Working model for the regulation of Bnr1-mediated actin cable nucleation. Bnr1 is anchored at the bud neck and assembles cables in the mother cell. Bud6 functions as an NPF, promoting actin nucleation by Bnr1. Bil2 and Hof1 specifically inhibit actin nucleation by Bnr1. Bud6 is delivered on secretory vesicles to the bud neck and overcomes Hof1 inhibition of Bnr1 as part of a positive feedback loop promoting cable assembly (Garabedian et al., 2018). Bud6 is not sufficient to overcome Bil2 inhibition of Bnr1. However, bud6 together with its binding partner Bil1 overcomes Bil2 inhibition to promote Bnr1-mediated actin nucleation. Bil2 and Bud6 are found together on many secretory vesicles, suggesting that Bil2 may help keep Bud6 inactive until it reaches the bud neck where Bil1 is found (Graziano et al., 2013). Bnr1 is also predicted to be autoinhibited via interactions of its N-terminal diaphanous inhibitory domain (DID) with its C-terminal diaphanous autoregulatory domain (DAD) (Li et al., 2003).

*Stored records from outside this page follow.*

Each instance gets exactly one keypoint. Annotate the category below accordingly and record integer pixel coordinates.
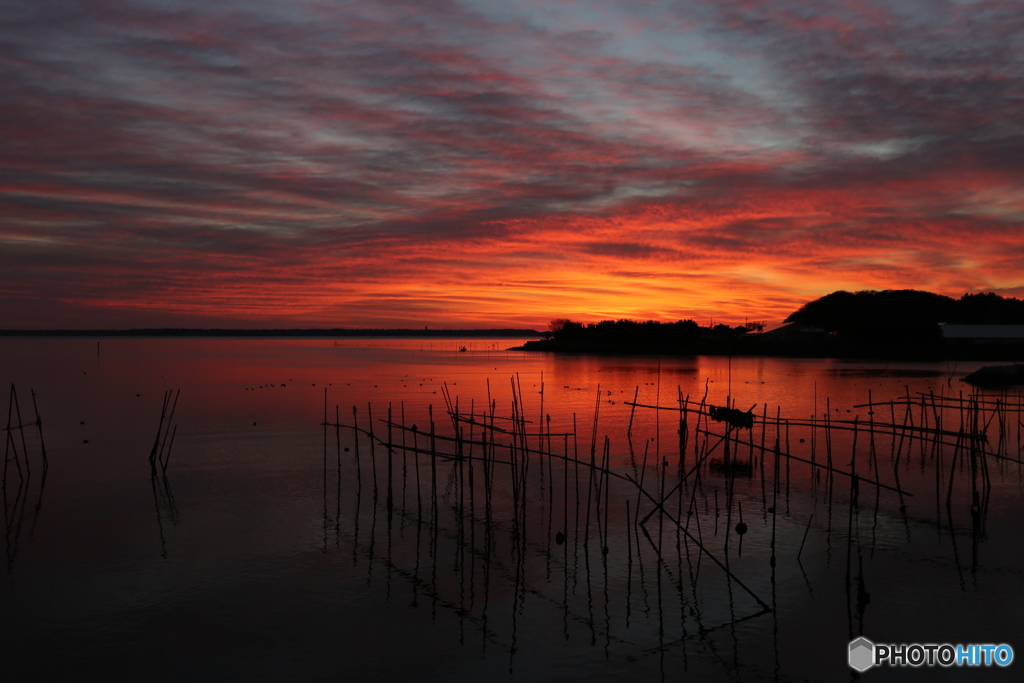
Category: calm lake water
(266, 550)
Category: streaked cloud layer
(480, 164)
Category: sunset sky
(477, 164)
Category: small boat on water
(992, 376)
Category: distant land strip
(311, 332)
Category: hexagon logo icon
(861, 654)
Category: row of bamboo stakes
(560, 495)
(19, 463)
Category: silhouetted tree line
(906, 315)
(649, 332)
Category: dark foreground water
(267, 550)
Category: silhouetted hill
(904, 313)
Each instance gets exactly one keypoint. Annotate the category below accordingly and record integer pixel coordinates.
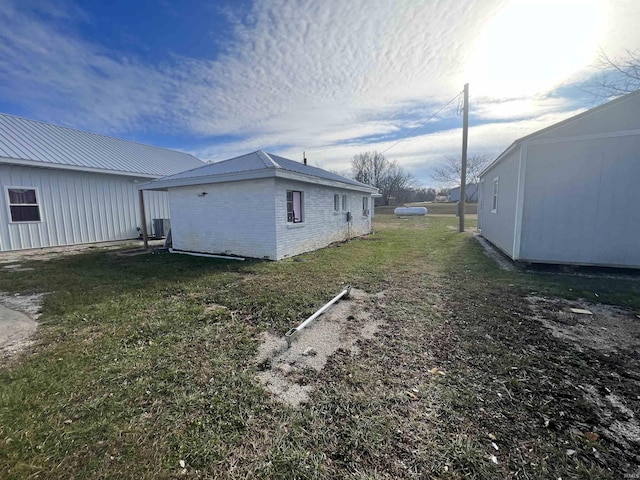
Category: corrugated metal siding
(25, 139)
(75, 207)
(498, 227)
(580, 198)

However, it is not yet clear what mechanisms trigger the release of Bnr1 from autoinhibition. After a filament is nucleated, Bnr1 remains processively attached to the growing barbed end, where the duration and rate of filament elongation are controlled by other cellular factors, including Smy1 and Bud14 (Eskin et al., 2016). Model created using BioRender.com.